Lo malo era que Chrome solo podía encontrarse en un sitio: Kokuyo Land, junto a Mukuro y los otros miembros de la banda, Haru temblaba con solo pensar que tenía que internarse sola en ese sitio.
Tomó todo el coraje que tenía y obligó a sus pies a moverse por el irregular camino de Kokuyo, hasta llegar al edificio central. Si lograba enfrentarse a toda la pandilla, habría pasado la parte más difícil.

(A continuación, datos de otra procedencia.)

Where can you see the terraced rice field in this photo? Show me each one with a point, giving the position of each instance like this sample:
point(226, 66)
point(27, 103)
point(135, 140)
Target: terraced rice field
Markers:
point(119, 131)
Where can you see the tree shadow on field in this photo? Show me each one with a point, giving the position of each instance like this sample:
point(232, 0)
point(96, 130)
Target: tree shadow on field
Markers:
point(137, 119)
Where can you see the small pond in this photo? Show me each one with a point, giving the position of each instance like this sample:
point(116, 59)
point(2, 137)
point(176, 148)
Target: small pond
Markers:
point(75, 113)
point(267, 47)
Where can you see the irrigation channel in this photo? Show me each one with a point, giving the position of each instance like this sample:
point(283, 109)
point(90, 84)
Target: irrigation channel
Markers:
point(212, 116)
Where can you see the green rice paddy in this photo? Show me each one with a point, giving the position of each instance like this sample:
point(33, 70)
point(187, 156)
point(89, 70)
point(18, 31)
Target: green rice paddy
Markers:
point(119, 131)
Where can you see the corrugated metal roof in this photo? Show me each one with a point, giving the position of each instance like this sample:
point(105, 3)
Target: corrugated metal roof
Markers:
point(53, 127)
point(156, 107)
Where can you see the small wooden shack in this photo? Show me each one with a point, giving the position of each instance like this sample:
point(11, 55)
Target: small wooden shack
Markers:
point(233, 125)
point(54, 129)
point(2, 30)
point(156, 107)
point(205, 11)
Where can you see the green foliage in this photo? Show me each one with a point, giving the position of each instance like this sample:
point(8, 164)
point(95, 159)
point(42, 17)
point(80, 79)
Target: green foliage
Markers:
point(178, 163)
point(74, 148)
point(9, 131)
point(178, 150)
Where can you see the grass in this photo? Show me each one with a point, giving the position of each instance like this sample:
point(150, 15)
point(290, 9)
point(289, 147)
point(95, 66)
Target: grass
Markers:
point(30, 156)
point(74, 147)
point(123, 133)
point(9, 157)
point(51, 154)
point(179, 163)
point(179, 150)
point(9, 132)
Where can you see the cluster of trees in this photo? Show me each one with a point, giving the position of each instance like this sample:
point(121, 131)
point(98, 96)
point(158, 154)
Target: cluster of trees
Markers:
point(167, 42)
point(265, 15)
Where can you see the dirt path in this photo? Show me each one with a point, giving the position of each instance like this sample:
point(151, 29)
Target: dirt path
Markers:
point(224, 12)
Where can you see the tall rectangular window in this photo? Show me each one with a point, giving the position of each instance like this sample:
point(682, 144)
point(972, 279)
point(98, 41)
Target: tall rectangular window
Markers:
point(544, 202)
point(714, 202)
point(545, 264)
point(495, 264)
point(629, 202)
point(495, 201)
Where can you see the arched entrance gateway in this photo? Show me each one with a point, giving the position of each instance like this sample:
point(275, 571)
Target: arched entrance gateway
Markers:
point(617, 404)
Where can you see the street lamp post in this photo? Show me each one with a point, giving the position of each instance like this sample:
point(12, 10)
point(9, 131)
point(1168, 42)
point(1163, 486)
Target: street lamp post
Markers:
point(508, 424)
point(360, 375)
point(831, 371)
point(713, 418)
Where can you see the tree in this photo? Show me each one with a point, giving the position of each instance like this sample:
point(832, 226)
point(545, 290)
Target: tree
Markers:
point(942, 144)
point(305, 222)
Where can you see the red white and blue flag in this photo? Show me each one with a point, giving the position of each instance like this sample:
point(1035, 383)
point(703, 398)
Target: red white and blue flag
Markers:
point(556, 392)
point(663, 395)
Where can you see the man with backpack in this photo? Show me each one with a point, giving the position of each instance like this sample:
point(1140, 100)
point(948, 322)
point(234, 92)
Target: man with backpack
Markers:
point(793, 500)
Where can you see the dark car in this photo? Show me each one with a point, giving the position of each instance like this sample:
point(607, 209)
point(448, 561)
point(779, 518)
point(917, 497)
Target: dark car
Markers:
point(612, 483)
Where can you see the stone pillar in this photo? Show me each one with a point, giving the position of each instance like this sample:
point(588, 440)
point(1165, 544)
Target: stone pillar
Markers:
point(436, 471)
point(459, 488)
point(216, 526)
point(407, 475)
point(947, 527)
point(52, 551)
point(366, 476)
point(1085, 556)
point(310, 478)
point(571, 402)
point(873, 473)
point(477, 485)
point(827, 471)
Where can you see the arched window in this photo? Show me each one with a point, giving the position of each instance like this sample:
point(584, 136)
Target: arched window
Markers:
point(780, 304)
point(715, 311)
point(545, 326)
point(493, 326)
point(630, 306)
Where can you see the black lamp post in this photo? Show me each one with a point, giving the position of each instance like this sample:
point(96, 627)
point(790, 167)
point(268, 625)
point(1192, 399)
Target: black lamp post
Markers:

—Haru es una Vongola, ellos no pueden interferir en el deber de Haru ~desu—se repetía una y otra vez para darse ánimo.
—¿Y tú quién eres?—escuchó una voz femenina, cuando miró, se encontró con una joven de pelo rojo cortado un poco más arriba de los hombros, quien le dirigía una mirada llena de reprobación.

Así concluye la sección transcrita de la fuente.